The ALPL gene is located on the short arm of chromosome 1. The nucleus of each human cell contains pairs of chromosomes numbered from 1 to 22, as well as an additional pair of sex chromosomes (XY in males and XX in females). Each human cell therefore usually consists of 46 chromosomes, which carry all of the genetic material required for each individual.
The inheritance of genetic disorders depends on the combination of genes for a certain trait that is present on the chromosomes passed onto a child by the mother and father. In the case of genetic diseases that have an autosomal dominant inheritance pattern, only one copy of an abnormal gene needs to be present for symptoms of the disorder to manifest. That abnormal gene copy may be inherited from either parent or may occur as a new mutation in an affected person. For each pregnancy, the risk of the abnormal gene being passed from an affected parent to their child is 50%.

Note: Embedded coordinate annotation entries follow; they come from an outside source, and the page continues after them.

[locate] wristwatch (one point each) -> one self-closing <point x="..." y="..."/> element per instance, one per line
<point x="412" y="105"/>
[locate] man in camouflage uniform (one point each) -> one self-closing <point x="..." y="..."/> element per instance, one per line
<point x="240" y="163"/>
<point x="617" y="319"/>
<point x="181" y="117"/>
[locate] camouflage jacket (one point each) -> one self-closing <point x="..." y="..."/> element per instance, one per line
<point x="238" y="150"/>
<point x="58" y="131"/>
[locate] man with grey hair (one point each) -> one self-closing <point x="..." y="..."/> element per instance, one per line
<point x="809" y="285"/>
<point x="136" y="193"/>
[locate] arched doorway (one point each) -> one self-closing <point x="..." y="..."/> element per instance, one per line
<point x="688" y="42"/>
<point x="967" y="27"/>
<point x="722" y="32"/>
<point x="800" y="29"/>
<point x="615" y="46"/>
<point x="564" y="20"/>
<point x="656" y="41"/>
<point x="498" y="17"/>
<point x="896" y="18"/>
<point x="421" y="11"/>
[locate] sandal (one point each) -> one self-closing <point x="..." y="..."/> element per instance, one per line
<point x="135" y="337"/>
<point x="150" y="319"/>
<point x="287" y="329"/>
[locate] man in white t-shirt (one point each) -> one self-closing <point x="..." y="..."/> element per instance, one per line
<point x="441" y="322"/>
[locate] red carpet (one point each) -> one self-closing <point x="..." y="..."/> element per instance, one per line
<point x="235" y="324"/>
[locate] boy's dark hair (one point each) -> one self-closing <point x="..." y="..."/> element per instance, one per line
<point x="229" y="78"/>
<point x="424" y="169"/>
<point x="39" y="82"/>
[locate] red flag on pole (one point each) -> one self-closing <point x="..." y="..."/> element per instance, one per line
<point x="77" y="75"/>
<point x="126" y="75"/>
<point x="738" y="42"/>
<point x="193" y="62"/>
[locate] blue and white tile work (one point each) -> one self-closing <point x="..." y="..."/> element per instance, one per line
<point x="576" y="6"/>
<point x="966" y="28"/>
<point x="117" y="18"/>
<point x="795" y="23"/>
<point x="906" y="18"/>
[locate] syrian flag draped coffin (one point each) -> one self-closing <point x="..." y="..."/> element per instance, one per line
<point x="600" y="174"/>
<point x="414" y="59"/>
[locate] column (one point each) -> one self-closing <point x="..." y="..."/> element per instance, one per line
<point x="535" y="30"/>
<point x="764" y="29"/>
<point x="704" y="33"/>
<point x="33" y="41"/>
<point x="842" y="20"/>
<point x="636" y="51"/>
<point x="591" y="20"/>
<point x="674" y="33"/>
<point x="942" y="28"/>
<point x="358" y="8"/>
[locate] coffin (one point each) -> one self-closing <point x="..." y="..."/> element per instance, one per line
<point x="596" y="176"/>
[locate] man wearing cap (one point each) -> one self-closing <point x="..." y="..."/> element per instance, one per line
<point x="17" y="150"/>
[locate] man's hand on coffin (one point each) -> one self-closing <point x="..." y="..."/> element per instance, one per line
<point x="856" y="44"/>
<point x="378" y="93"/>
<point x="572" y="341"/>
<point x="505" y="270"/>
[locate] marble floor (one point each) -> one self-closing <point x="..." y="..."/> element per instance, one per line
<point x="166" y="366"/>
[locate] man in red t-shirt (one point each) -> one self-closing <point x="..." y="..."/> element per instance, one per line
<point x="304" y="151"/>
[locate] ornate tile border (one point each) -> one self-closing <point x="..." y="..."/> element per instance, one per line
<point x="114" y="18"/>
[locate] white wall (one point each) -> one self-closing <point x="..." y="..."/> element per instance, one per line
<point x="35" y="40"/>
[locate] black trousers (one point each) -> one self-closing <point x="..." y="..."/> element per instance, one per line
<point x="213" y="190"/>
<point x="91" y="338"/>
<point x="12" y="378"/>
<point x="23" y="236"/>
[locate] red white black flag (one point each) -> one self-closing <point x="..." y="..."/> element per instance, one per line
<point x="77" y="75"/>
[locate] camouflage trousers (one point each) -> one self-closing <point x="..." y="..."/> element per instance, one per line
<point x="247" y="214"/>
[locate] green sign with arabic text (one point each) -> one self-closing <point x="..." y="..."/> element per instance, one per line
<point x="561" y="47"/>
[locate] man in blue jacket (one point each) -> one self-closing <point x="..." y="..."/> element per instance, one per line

The Genetics of Hypophosphatasia
In the case of recessive disorders, a child needs to inherit two abnormal copies of the gene, one from each parent. If only one abnormal copy is passed on, the offspring will be a “carrier” of the disorder, but will not usually develop any symptoms. For each pregnancy, the risk of two carrier parents both passing on their defective gene and therefore having a child who develops the disorder is 25%, while the risk of the child inheriting one copy and becoming a “carrier” is 50%. The likelihood of the child receiving two normal copies of the gene and therefore being neither affected nor a carrier is 25%.
In the case of hypophosphatasia, an ALPL gene mutation may be inherited in either an autosomal recessive or autosomal dominant pattern. The more severe perinatal and infantile forms of the condition have an autosomal recessive inheritance pattern. Childhood forms of hypophosphatasia may be inherited in either an autosomal recessive or autosomal dominant manner, while adult hypophosphatasia and odontohypophosphatasia are usually autosomal dominant conditions, although they may be autosomal recessive in rare cases.
The severe forms of hypophosphatasia are estimated to affect around 1 in 100,000 live births, while less severe forms, which develop during childhood, adolescence, or adulthood, are thought to occur more frequently. Hypophosphatasia affects individuals from various different ethnicities but is more common in white populations. The condition is most prevalent in the Mennonite population of Canada, where it affects about 1 in 2,500 newborns.